There are three significant time periods in Herod’s life. They include the following:

  1. 37–27 bc: Consolidation of Power. Herod impressed Rome with his ability to pacify the Jews whose homeland he occupied. Herod was capable at collecting taxes and quelling uprisings.
  2. 27–13 bc: Peace and Prosperity. Herod rebuilt forts, instituted Olympic style games, and began rebuilding the Jerusalem temple.
  3. 13–4 bc: Domestic Strife. This period saw troubles within the land along with misunderstandings with Rome. It was a time marked by Herod’s increasing mental instability. He was also plagued by problems with his 10 wives and his children.

Herod became a paranoid tyrant. He constantly worried that he would lose his kingdom. The fortresses he built reflect this paranoia, as they provided refuge when he felt threatened. Herod executed his two sons Alexander and Aristobulus due to rumors of mutiny. Herod married 10 women and fathered 15 children by them.

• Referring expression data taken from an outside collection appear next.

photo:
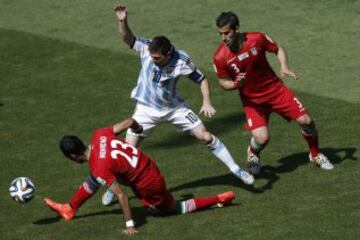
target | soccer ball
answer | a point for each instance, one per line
(22, 189)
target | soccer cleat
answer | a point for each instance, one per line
(225, 198)
(246, 177)
(253, 162)
(107, 198)
(322, 161)
(64, 210)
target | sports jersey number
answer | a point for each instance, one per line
(133, 159)
(236, 69)
(298, 102)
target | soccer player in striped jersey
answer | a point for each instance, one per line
(157, 99)
(112, 162)
(240, 63)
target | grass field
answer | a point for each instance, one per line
(64, 70)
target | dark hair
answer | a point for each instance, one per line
(227, 18)
(71, 145)
(161, 44)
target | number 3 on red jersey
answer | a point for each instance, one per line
(116, 144)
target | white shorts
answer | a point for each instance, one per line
(182, 117)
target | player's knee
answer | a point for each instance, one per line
(309, 129)
(207, 137)
(304, 120)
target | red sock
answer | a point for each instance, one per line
(80, 196)
(195, 204)
(313, 143)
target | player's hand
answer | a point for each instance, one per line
(63, 209)
(130, 231)
(208, 110)
(139, 129)
(121, 12)
(284, 71)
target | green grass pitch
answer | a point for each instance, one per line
(64, 70)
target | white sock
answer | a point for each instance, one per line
(222, 153)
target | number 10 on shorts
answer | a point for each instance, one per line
(191, 117)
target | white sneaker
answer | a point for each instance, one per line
(322, 161)
(107, 198)
(246, 177)
(253, 162)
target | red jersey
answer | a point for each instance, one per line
(112, 158)
(260, 82)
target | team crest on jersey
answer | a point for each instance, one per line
(169, 70)
(254, 51)
(101, 181)
(215, 69)
(269, 39)
(243, 56)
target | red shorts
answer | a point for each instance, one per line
(284, 103)
(155, 196)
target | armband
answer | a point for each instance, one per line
(130, 223)
(236, 84)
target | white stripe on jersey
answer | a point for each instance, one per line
(156, 86)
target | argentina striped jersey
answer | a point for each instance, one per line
(156, 86)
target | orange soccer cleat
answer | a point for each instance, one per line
(225, 198)
(63, 209)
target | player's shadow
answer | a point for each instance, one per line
(271, 173)
(226, 179)
(292, 162)
(139, 213)
(223, 124)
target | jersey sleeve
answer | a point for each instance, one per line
(270, 45)
(141, 45)
(220, 68)
(189, 70)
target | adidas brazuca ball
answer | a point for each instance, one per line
(22, 189)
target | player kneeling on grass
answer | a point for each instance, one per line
(113, 161)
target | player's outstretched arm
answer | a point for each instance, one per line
(125, 206)
(206, 107)
(229, 85)
(127, 123)
(125, 31)
(284, 69)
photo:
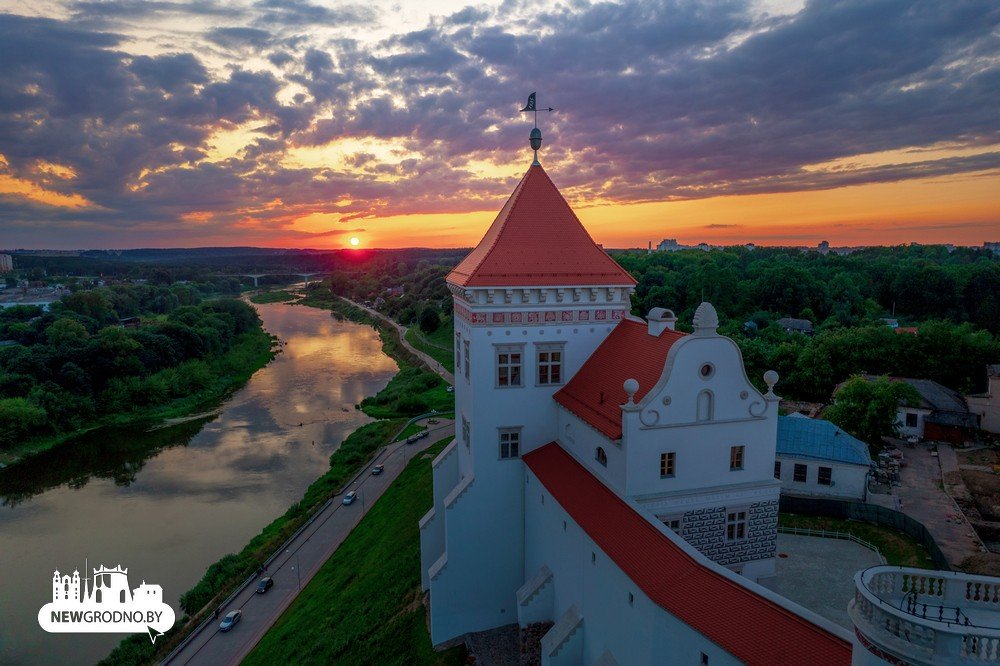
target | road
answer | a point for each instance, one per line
(294, 568)
(426, 358)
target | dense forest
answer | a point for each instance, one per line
(951, 298)
(64, 369)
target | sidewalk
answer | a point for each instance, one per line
(427, 359)
(293, 569)
(922, 496)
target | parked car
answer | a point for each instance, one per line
(231, 620)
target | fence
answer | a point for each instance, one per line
(869, 513)
(828, 534)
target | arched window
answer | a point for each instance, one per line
(705, 406)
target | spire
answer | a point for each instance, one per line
(537, 241)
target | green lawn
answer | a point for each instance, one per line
(279, 296)
(898, 548)
(439, 345)
(363, 606)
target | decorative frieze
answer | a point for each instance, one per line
(538, 317)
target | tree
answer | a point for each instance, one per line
(867, 409)
(429, 320)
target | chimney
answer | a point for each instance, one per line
(660, 319)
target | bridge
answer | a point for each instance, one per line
(256, 276)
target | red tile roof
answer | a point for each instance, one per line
(595, 392)
(537, 240)
(752, 628)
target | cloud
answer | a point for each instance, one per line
(655, 101)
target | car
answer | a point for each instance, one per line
(231, 620)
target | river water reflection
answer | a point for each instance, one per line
(166, 504)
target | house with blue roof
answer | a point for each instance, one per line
(815, 458)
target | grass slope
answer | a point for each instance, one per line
(897, 548)
(363, 606)
(438, 345)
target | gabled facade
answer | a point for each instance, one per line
(611, 477)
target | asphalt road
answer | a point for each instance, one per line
(294, 568)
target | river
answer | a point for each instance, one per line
(165, 504)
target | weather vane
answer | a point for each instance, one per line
(535, 139)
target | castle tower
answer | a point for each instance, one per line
(532, 301)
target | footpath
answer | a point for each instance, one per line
(426, 358)
(295, 567)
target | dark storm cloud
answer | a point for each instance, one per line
(655, 101)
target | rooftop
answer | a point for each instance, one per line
(537, 241)
(816, 438)
(596, 393)
(751, 627)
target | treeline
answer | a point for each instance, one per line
(63, 369)
(917, 282)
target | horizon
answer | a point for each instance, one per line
(292, 123)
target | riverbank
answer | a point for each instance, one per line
(364, 604)
(228, 573)
(225, 375)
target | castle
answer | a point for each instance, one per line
(110, 586)
(611, 484)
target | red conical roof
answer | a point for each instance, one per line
(537, 241)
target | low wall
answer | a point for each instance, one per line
(869, 513)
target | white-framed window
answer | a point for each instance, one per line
(736, 457)
(550, 363)
(706, 406)
(510, 443)
(509, 365)
(668, 464)
(736, 525)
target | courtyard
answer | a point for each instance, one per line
(818, 573)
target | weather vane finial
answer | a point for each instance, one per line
(535, 139)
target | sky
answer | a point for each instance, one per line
(299, 123)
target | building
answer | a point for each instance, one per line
(815, 458)
(986, 406)
(941, 415)
(611, 485)
(792, 325)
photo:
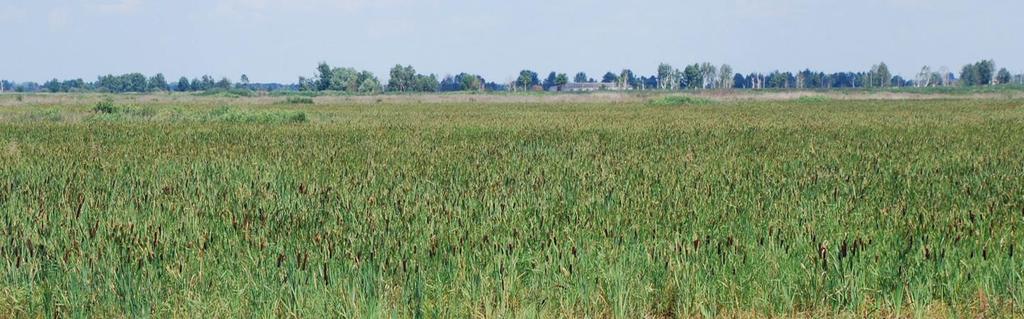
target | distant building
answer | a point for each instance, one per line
(585, 87)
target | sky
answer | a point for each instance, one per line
(278, 40)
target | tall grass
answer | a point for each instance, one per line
(867, 209)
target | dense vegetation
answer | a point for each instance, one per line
(672, 207)
(403, 79)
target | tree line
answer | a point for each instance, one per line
(401, 79)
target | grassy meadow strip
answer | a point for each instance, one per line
(674, 208)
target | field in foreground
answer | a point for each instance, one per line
(627, 209)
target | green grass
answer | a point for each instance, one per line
(866, 209)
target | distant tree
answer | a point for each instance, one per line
(326, 77)
(52, 86)
(725, 77)
(1004, 77)
(970, 76)
(883, 76)
(550, 81)
(738, 82)
(223, 84)
(158, 83)
(526, 79)
(561, 80)
(183, 85)
(243, 82)
(666, 77)
(402, 78)
(627, 79)
(306, 84)
(924, 78)
(580, 78)
(692, 77)
(709, 74)
(609, 78)
(985, 72)
(426, 83)
(367, 83)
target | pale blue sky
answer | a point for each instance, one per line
(276, 40)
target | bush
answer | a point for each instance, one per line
(813, 99)
(230, 115)
(676, 100)
(105, 106)
(299, 100)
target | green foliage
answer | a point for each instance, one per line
(298, 100)
(228, 92)
(678, 100)
(751, 209)
(104, 106)
(813, 99)
(240, 116)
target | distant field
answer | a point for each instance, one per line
(514, 206)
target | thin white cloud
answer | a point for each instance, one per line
(12, 13)
(58, 18)
(263, 7)
(117, 6)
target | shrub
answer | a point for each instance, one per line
(676, 100)
(230, 115)
(105, 106)
(299, 100)
(813, 99)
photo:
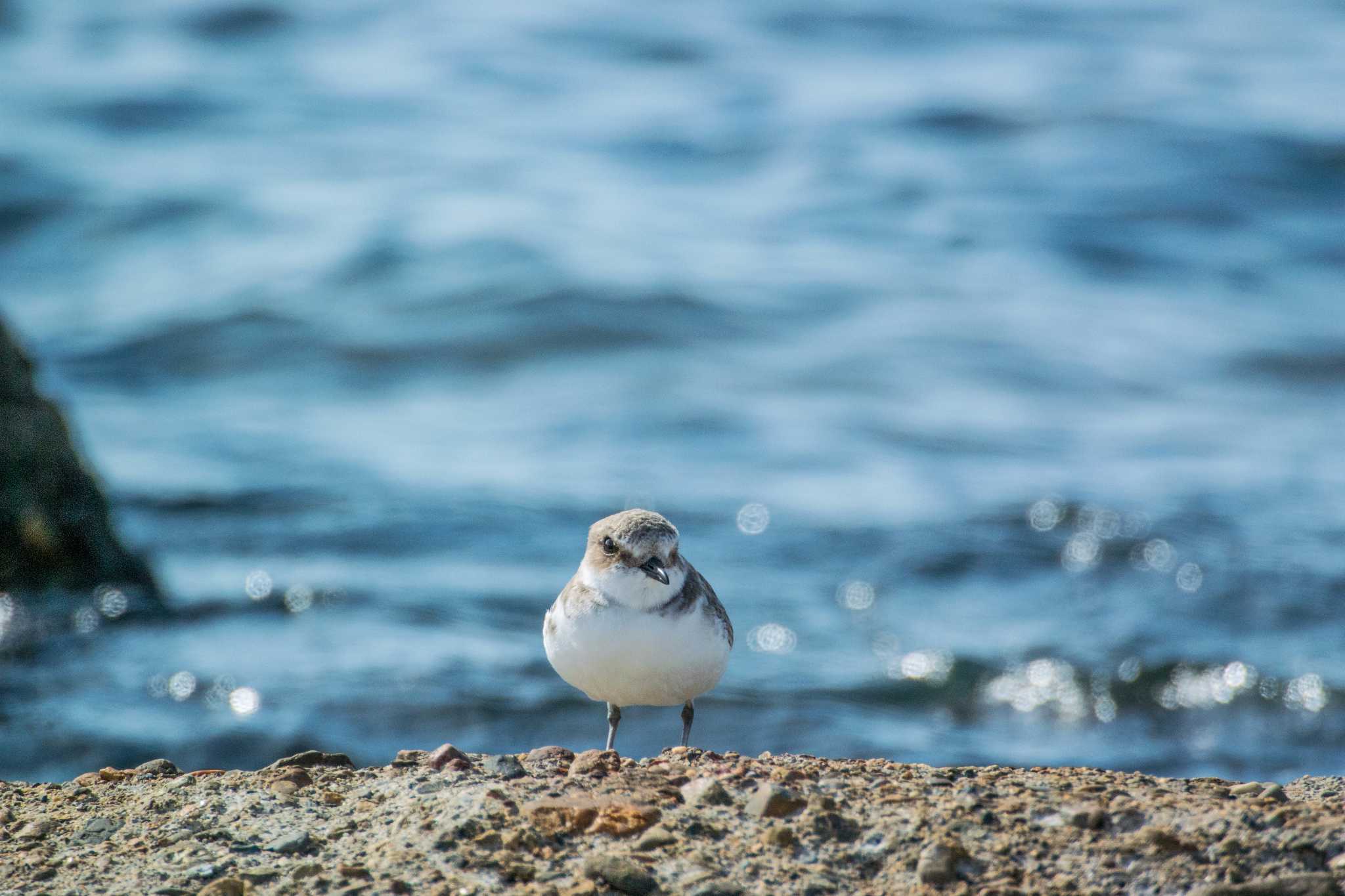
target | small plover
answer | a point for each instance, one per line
(638, 625)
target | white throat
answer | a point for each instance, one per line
(631, 587)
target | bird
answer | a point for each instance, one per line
(638, 625)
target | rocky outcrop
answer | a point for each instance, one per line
(554, 824)
(55, 538)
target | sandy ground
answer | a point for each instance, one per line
(681, 822)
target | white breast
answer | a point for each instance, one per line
(630, 657)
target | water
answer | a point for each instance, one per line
(1021, 322)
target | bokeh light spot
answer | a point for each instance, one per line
(856, 595)
(772, 637)
(299, 598)
(1044, 515)
(244, 702)
(182, 685)
(753, 519)
(110, 602)
(1189, 578)
(257, 585)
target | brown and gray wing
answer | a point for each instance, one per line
(713, 606)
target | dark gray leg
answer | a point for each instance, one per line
(613, 719)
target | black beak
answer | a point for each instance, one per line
(654, 568)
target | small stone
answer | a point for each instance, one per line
(283, 788)
(937, 864)
(621, 874)
(655, 837)
(35, 829)
(549, 754)
(772, 801)
(313, 758)
(1312, 884)
(1274, 792)
(1087, 816)
(506, 766)
(99, 830)
(158, 767)
(717, 888)
(707, 792)
(596, 763)
(445, 756)
(291, 843)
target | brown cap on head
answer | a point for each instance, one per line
(635, 536)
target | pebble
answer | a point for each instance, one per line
(596, 763)
(1274, 792)
(937, 864)
(99, 830)
(655, 837)
(506, 766)
(707, 792)
(311, 758)
(1312, 884)
(158, 767)
(772, 801)
(227, 887)
(621, 874)
(35, 829)
(291, 843)
(449, 756)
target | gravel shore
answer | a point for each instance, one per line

At the end of his life, Herod suffered from a severe illness. Josephus described Herod’s symptoms: “For a fire glowed in him slowly, which did not so much appear to the touch outwardly as it augmented his pains inwardly; for it brought upon him a vehement appetite to eating … His entrails were also ulcerated, and the chief violence of his pain lay on his colon; an aqueous and transparent liquor also settled itself about his feet, and a like matter afflicted him at the bottom of his belly” (Josephus, Antiquities, 17.6.5). He was buried in the Herodium.

Herod issued two commands to be performed upon his death:

  1. To execute the recently imprisoned Jewish elders so that the people would be mourning during his death.
  2. To execute his son Antipater.

Upon Herod’s request, his lands were divided among three of his sons:

  1. Archelaus was left the throne.
  2. Antipas was to be tetrarch of Galilee.
  3. Philip was to be tetrarch of Gaulanitis.

Herod’s most significant role in the New Testament is his appearance in Matthew’s Gospel (Matt 2). This account reflects Herod’s influence and jealousy. His attempt to discover the rival “King of the Jews” resulted in the murder of innocent children in the Bethlehem region.

Many of Herod’s building projects serve as backdrops for events of the New Testament. As one commentator explains, “Bethlehem—the birthplace of Jesus—is located near the Herodium. The magnificence of Herod’s temple is clearly displayed in the Gospels. At one point, Jesus’ disciples commented about the architecture of Herod’s temple: “As He was going out of the temple, one of His disciples said to Him, ‘Teacher, behold what wonderful stones and what wonderful buildings.’ And Jesus said to him, ‘Do you see these great buildings? Not one stone will be left upon another which will not be torn down’ ” (Mark 13:1–2, NASB). The temple played a significant part in the life and ministry of Christ.”

 Christ came to what is referred to as Herod’s Temple in Jerusalem three times a year, every year, from the time he was 12 years old until He died. During His ministry, Jesus preached in this temple (John 7–10), He celebrated Jewish feasts there and predicted the temple’s destruction (Luke 19:43–44; 21:6).

Many of Herod’s building projects also provide the backdrop for the Book of Acts. This includes the city of Caesarea, which was visited by Peter, Paul, and was the home of Philip (Acts 8; 23:33; 21:8). Paul was also brought to trial in the city of Caesarea, which Herod had built and whose port he had engineered.

Following Herod’s death, his son Antipas served as tetrarch over Galilee (Mark 14:1; Luke 3:1). He is the Herod most referred to in the Gospels. Antipas reigned during Jesus’ years of ministry. Antipas probably inherited some of his father’s shrewd ways, since Jesus referred to him as a “fox” (Luke 13:32). Herod Antipas is also mentioned at the trial of Jesus (Luke 23:6–12). Herod’s son Philip is also mentioned as the tetrarch of the northern region of the kingdom (Luke 3:1).

It is important for us to understand the historical character of Herod the Great. Otherwise, we may not understand why he does what he does following the news of a child born to be the king of the Jews.

We will continue our study of the visit by the Magi when next we meet.

Soli deo Gloria!

To all my North American readers and partners, Happy Thanksgiving.